Cultural and language differences can be amusing
An American businessman goes to China on a business trip, but he hates Chinese food, so he asks the concierge at his hotel if there's any place around where he can get American food. The concierge tells him he's in luck; there's a pizza place that just opened, and they deliver. The concierge gives the businessman the phone number, and he goes back to his room and orders a pizza. Thirty minutes later, the delivery guy shows up to the door with the pizza. The businessman takes the pizza, and starts sneezing uncontrollably. He asks the delivery man, "What the heck did you put on this pizza?"
The delivery man bows deeply and says, "We put on the pizza what you ordered: pepper only."

A few Chinese-themed jokes
·         If you spin a Chinese man around would he become disoriented?
·         Do the Chinese realize that when they're visiting America, they buy souvenirs made in their own country?
·         Everything is made in China... Except for baby girls

Chinese Riddles
Q: Why is there no Disneyland in China?
A: No one's tall enough to go on the good rides.
Q: How does every Chinese joke start?
A: By looking over your shoulder.
Q: Heard about the new German-Chinese restaurant?
A: The food is great, but an hour later, you're hungry for power.
Q: Did you hear the one about the Chinese Godfather?
A: He makes you an offer you can't understand.
Q: How do you know if a Chinaman robbed your house?
A: Your homework is done, your computer is upgraded, and he is still trying to back out of your driveway.
Q: What do you call a Chinese Billionaire?
A: Cha Ching!
Q: What do you call a Chinese rapper?
A: Vanilla Rice
Q: What do you call a dumb Chinese prostitute?
A: Wun Dum Ho
Q: What do you call a Chinese man with a camera?
A: Phil Ming.
Q: What do you call a Chinese dwarf?
A: Tai Nee.
Q: What do you call a Chinese Paralympian?
A: Lim Ping.

Finally I am going to end up with a penis joke
A man goes to his doctor and complains that his penis is developing a bend in the middle.

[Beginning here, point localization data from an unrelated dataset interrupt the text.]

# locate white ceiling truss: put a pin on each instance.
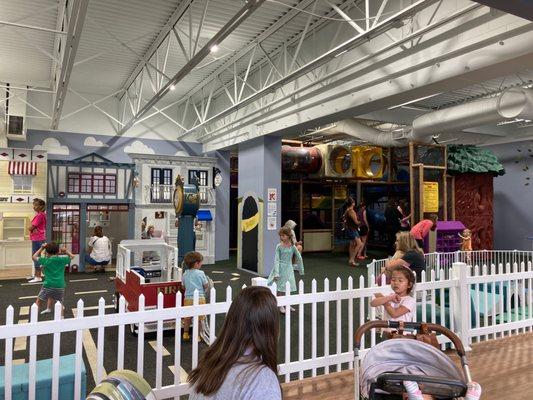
(150, 66)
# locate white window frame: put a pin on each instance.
(24, 187)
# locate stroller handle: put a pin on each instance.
(419, 326)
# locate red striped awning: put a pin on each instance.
(22, 168)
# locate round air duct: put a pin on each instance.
(300, 159)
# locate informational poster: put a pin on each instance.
(272, 194)
(272, 209)
(431, 197)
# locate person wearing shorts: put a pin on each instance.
(193, 279)
(53, 263)
(37, 236)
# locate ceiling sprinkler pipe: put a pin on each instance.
(516, 103)
(512, 103)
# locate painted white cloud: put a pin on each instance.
(52, 146)
(90, 141)
(138, 147)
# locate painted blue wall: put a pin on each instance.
(67, 145)
(113, 147)
(513, 199)
(259, 170)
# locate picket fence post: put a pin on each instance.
(461, 313)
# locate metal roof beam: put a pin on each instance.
(289, 15)
(329, 55)
(249, 7)
(165, 31)
(68, 49)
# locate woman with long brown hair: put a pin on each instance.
(242, 362)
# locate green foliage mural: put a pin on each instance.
(472, 159)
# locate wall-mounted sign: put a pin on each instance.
(272, 194)
(431, 197)
(271, 223)
(217, 177)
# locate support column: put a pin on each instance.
(223, 204)
(259, 171)
(83, 235)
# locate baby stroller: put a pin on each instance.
(388, 364)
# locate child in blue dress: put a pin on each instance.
(283, 270)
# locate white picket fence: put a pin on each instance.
(444, 261)
(476, 303)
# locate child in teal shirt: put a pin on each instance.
(193, 279)
(53, 263)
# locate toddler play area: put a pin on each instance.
(266, 199)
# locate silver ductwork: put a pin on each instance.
(510, 104)
(360, 131)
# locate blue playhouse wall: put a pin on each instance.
(69, 146)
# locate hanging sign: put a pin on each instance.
(272, 194)
(431, 197)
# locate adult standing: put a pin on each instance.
(421, 230)
(37, 235)
(99, 252)
(413, 256)
(363, 230)
(351, 227)
(392, 224)
(242, 362)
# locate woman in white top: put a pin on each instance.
(99, 252)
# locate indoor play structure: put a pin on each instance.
(186, 203)
(147, 267)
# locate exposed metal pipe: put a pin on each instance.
(512, 103)
(355, 129)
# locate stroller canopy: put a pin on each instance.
(409, 357)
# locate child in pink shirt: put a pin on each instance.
(37, 235)
(421, 230)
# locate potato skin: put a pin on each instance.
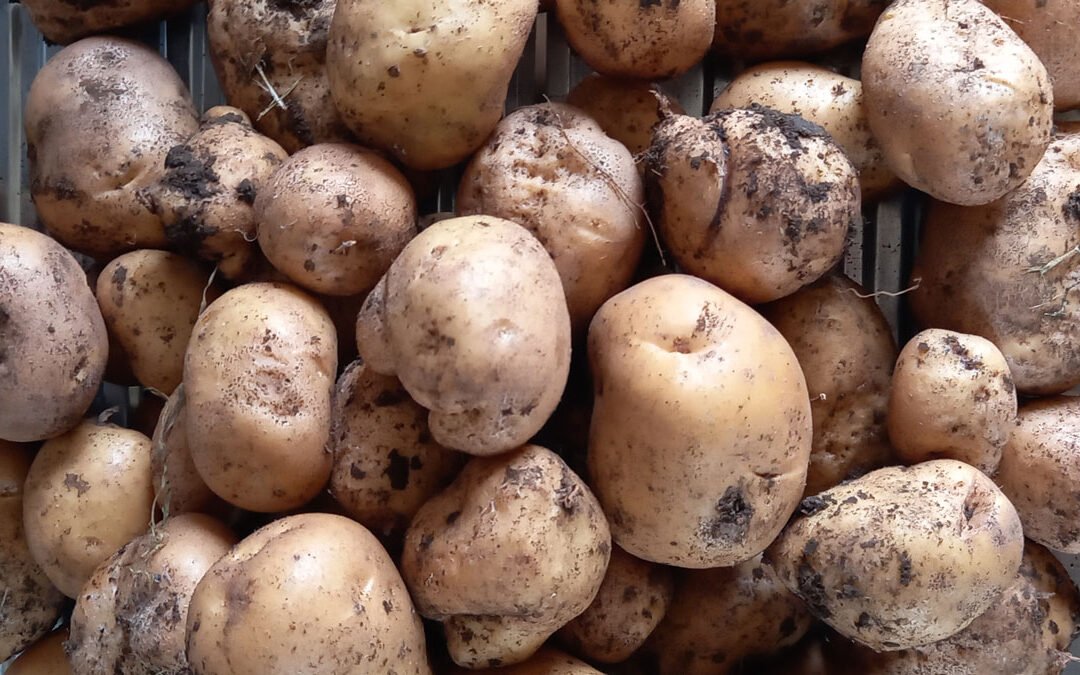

So the doctor ran a series of tests, and had the man return to his office to report the results. "Have you been in the Far East recently, within the last year or so?"
"Why, yes," replied the man.
"And did you have sex while over there?"
The man looked worried. "Well, yes, once or twice."
The doctor's face got a grave expression on it. "That's what I was afraid of. You have a new disease that's just starting to spread in this country. It's called 'Hong Kong Dong.'"
The man gulped. "What do you do for it? Is there a cure?"
"Well, sort of. You see, there is no way to cure the disease, but you must have an operation." "An operation? What kind of operation?"
"We cut off your penis."
"Wow! Do you mind if I get a second opinion?"
The doctor replied, "Of course not. In something of such a serious nature as this, I think you should get a second and a third opinion!"
The man consulted a urologist who told him essentially the same story, diagnosis, prognosis, and recommended treatment. He was understandably upset, so he asked the second doctor to recommend another doctor for his third opinion. The urologist suggested that, since this disease originated in the Far East that he travel there, as the Asian doctors might know more about it. Mr. Unlucky promptly booked passage on an airline for Hong Kong, where he received an immediate consultation with that Crown Colony's most eminent physician. After a series of tests, he awaited the verdict. The doctor entered the examining room.
"Well, is it Hong Kong Dong?" he inquired, unable to wait.
"Yes." "And is it really incurable?"
"Yes, there is no known cure."
The man's face crumpled as he fought back tears.
"And am I going to have an operation? Will they have to cut off my penis?" At that the man was astonished to see the doctor break into laughter. "What's so funny, Doc? You mean I don't have to have surgery?" As the doctor regained control of himself, he managed to choke out, "Oh, those American doctors! Surgery, surgery, all they can think of is surgery!"
"I don't have to have my penis cut off?" The man was overjoyed.
"Of course not! Just wait a couple more weeks, and it'll fall off by itself!"